EXPERTS want broader tuberculosis screening initiatives to boost detection in children immigrating to Australia from countries with a high incidence of the infectious disease.
Professor Warwick Britton, chief investigator for the NHMRC Centre of Research Excellence in Tuberculosis Control, said Australia might need to consider screening for latent tuberculosis (TB) infection as well as disease in children who are migrating from high-burden countries.
“We’re very aware … that TB in Australia is not declining — it’s plateaued out at a rate of about 1200‒1300 new patients a year, and it’s remained [at that rate] for some years”, he told MJA InSight.
Professor Britton was commenting on research, published this week in the MJA, which found that although the rate of TB in children in Australia remained low, it had not declined in the 10 years to 2013. (1)
The retrospective analysis of data from the National Notifiable Diseases Surveillance System on TB in children aged under 15 years found that there were 538 notifications in the study period.
Paediatric cases of TB accounted for about 5% of all cases in Australia, and about 56% of cases occurred in children who had been born overseas, the researchers found.
During the study period, five children died of TB; one an Australian-born Indigenous child and four from Papua New Guinea (PNG). Only one of the children had multidrug-resistant TB (MDR-TB), which is a considerable problem in PNG.
“Our findings suggest that recent immigration has had a greater influence on the burden of TB in children than transmission within Australia”, the authors wrote.
“The highest rates are among children born overseas, emphasising the potential value of broadening pre-migration screening to further reduce the burden of TB in children in Australia.”
The researchers noted that despite the strong link with immigration, only a small proportion of children with TB (8.7%) were detected during post-arrival immigration screening.
Professor Britton told MJA InSight that TB had an incubation period of 1‒2 years in children, and those who contracted TB under the age of 5 years were more likely to develop active disease than adults.
He said Australia’s present pre-migration screening program detected only active disease, and consideration should be given to also screening for latent TB infection.
“We need to now consider, do we need to be doing more screening when children come to Australia?” he said, adding that Australia also needed to maintain an active TB control program.
Professor Britton said vigilance in maintaining careful management of TB cases would remain important with many countries in our region grappling with MDR-TB.
Australia has a relatively low rate of MDR-TB, but the MJA research found that eight children had presented with MDR-TB during the study period, and six were under 4 years old.
Associate Professor Ben Marais, deputy director of the Marie Bashir Institute for Infectious Diseases and Biosecurity, said the data indicated there was very little TB transmission happening within Australia.
“It’s really the immigrant population that suffers the greatest disease burden. Patients are, on the whole, diagnosed early and treated effectively before they pose a risk to those around them”, Dr Marais told MJA InSight.
However, he said reducing the burden of TB in countries in which it is endemic is a significant challenge.
“It requires major shifts in the seriousness with which the TB problem is dealt with”, Dr Marais said. “Something like an Ebola outbreak is very visible — it’s on the front pages of the papers, the deaths are visible, people feel threatened. The fact that MDR-TB has been rising steadily in the whole Asia‒Pacific region for the past 15‒20 years is not very visible because it’s happened so slowly — but it is ominous.”

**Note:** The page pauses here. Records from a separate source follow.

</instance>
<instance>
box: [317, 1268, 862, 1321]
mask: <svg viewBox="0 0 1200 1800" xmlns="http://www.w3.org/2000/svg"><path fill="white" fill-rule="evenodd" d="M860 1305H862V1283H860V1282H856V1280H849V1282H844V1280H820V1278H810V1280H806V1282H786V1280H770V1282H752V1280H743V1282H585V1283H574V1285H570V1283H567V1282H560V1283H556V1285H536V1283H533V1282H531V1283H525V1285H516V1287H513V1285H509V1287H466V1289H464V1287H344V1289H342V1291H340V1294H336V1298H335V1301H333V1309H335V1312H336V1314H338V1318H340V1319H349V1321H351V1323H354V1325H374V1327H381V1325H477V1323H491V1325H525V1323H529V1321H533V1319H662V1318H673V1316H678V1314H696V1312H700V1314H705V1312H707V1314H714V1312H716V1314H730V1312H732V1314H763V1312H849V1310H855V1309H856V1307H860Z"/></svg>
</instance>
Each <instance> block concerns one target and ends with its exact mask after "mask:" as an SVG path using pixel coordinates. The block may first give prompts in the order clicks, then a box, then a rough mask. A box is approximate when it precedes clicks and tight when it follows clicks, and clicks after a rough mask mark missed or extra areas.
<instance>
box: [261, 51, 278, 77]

He agreed that more vigorous screening of children immigrating to Australia from countries in which TB is endemic should be considered for their benefit. Currently, children without known TB contacts are not routinely x-rayed, but children arriving in Australia from refugee camps could have been exposed to TB without their knowledge.
Last month, the WHO announced that worldwide TB deaths had halved since 1990. However, with 1.5 million TB deaths in 2014, TB was still ranked alongside HIV as a leading cause of death. (2)
The WHO highlighted the need to close detection and treatment gaps, and the importance of ongoing investment in diagnostic tests and vaccines.
Also last month, The Lancet published a series of articles dedicated to the elimination of TB. (3)
(Photo: Andy Crump, TDR, WHO / Science Photo Library)
Ben Marais has made a very valid point – having better global access to TB care and prevention is then major means to deal with TB in children. Certainly screening for latent TB in those at risk is a major health benefit for those whowould develop TB, but effectiveneness as a public health measure by provision at point of immigration requires more information. E.g., how accurate was th diagnosis? Was TB in migrant children related to visits back to country of origin post-migration or was it related purely to pre-migration experience? Yes, children, especially those younger than 2 years of age, have much greater risk of developoing TB after infection, but much of the risk is soon after infection, usually within first year and most within 2 years. Finally, if many of the PNG children were in the Torres Strait region, what is appening now? Are children still accessing TSI for care and if they are is it being reported to PNG now that care is not being offered in Qld, except for those needing emergency care? Or are these children now forgotten and left to die in their villages in PNG? It would be interesting to learn whether good referral pathways now exist in this region to ensure the plight of these childrn is not forgotten.